Julia: vectorized or detected code

From what I understood, Julia should be doing for loops faster and faster than vectorized operations. I wrote three versions of a simple function that finds the distance used for loops versus a vectorized operation versus the latter using DataFrames:

x = rand(500)
y = rand(500)
a = rand()
b = rand()

function devect()
    dist = Array(Float64, 0)
    twins = Array(Float64, 0,2)

    for i in 1:500
        dist = [dist; sqrt((x[i] - a)^2 + (y[i] - b)^2)]
        if dist[end] < 0.05
            twins = [twins; [x y][end,:]]
        end
    end

    return twins
end

function vect()
    d = sqrt((x-a).^2 + (y-b).^2)
    return [x y][d .< 0.05,:]
end

using DataFrames

function df_vect()
    df = DataFrame(x=x, y=y)
    dist = sqrt((df[:x]-a).^2 + (df[:y]-b).^2)

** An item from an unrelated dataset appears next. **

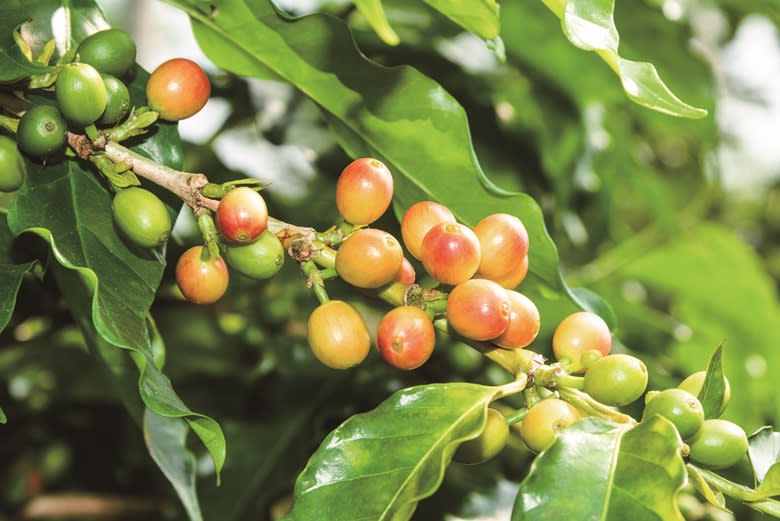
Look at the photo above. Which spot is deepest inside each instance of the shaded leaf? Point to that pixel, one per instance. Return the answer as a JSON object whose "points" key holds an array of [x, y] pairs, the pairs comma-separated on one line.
{"points": [[764, 451], [395, 114], [166, 439], [615, 473], [378, 465], [11, 273], [477, 16], [713, 388], [589, 25], [713, 497]]}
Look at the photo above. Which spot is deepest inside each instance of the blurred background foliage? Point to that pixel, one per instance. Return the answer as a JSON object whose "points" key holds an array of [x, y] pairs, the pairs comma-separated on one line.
{"points": [[674, 222]]}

    return df[dist .< 0.05,:]
end

n = 10^3

@time for i in [1:n] devect() end
@time for i in [1:n] vect() end
@time for i in [1:n] df_vect() end

      

Output:

elapsed time: 4.308049576 seconds (1977455752 bytes allocated, 24.77% gc time)
elapsed time: 0.046759167 seconds (37295768 bytes allocated, 54.36% gc time)
elapsed time: 0.052463997 seconds (30359752 bytes allocated, 49.44% gc time)

      

Why is the vector version so much faster?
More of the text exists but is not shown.